What I don't understand fully is if you are Ned but with bone pain could it maybe mean that your pain is not cancer related?
Did you ever had a PSMA pet scan which produced a finding?
At the start of my diagnosis I wanted to have a PSMA pet scan in order to exclude the possibility that the nuclear medicine bone scan is not a fauls positive metastasis? Yes I had a rapidly rising PSA and yes I had s sciatica pain but I still wanted to have 4 PSMA pet scans at the start to be 100% that I really have visible PC Mets.
Even the almighty PSMA pet scan could make mistakes. Therefore in short maybe you don't have a metastatic prostate cancer? Is it possible? Maybe only in your prostate?
6 yrs post treatment next month. 1 yr of ADT (Loopy and Zytiga) and External Radiation. Gleason 9 and one rib met. PSA bobbles around .30 to .60
I just dont get why people stay on ADT for years and years after treatment. Every BODY is different and reacts different. For me...the entire process has been a "cake walk".
Fight the good fight!
I wouldn't say a cakewalk, but the only times I struggled was during Chemo... tired like hell....and not being able to clean my bum, or wash my back for about a year.... Metastasic to my Rt Shoulder joint... But that has been better for a few years now. Every year has been improvement, except for my hips and back..... 8 years with no testosterone is a killer on the skeleton. I can still ride my bicycle for 5 miles without fatigue, and work 6 hours a day.
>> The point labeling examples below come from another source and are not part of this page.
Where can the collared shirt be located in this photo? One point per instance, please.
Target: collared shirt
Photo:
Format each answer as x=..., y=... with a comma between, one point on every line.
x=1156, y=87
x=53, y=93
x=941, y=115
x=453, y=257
cancer découvert en mars 2019 gleason 5=4 chimio, hormono . 2 récidives et maintenant, lynparza depuis 28 mois.... effets secondaires mais en vie !!!
since Feb 2022
My husband has lived with high-risk GL 9 PCa in all cores for 12 years, and is now 80. He was probably metastatic in 2014 but couldn't get an MRI due to a pacemaker and there were no PMSA Pet scans then that would have identified mets. He had 9 weeks of radiation, 3 years of Lupron/Eligard from 2014-2017, back on Lupron/Eligard + Xgeva in 2018, 6 months Zytiga (failed), 10 Docetaxel infusions, 5 years post chemo with just Lupron/Xgeva and decent, pain-free QL. He just wrapped up 6 more Docetaxel infusions.
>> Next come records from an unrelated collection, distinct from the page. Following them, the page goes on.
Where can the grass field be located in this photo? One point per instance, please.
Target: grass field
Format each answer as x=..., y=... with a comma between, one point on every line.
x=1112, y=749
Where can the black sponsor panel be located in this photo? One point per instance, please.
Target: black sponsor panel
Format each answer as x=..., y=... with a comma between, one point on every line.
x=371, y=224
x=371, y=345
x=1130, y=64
So it's been heavy duty stuff pretty much throughout but with a fairly decent quality of life--travelling, big time biking, walking except during the most challenging parts of treatment. He's taking a break right now because he's pretty knackered from the latest chemo though just did come in from a 5-mile walk in freezing temps.
He is lucky to have you and your love. All the good for both of you.
“Love has nothing to do with what you are expecting to get—only with what you are expecting to give—which is everything.” —Katharine Hepburn
Thanks, Petrig. I'm not sure if I read 12 years ago what I just wrote here, I would've been encouraged or discouraged. The first months after diagnosis were both numbing and frenzied. We raced around like chickens to all the big cancer centers. These were the days before telemedicine when you had to get CDs and make all kinds of arrangements. Tough period. Plus we just wanted to rewind the clock and have things "be the same." Life doesn't work that way. It took awhile to get to a new normal, which is what we had to do.
I would add that bad news later in the last 12 years was easier to take than the early bad news or the mid bad-news a few years after radiation and ADT stopped working around year four. By the time Zytiga stopped working, it was: "Oh well, what's next?" This board has been beyond helpful on giving solid advice and encouragement. I'll add that MrSpouse21 has been a demon exerciser throughout so we was in good shape for cancer treatments. After they were over, we did go out and play . . . a lot! Even so, the kind of diagnosis all of you have means there's are clouds overhead at all times. But it's not always hurricane weather.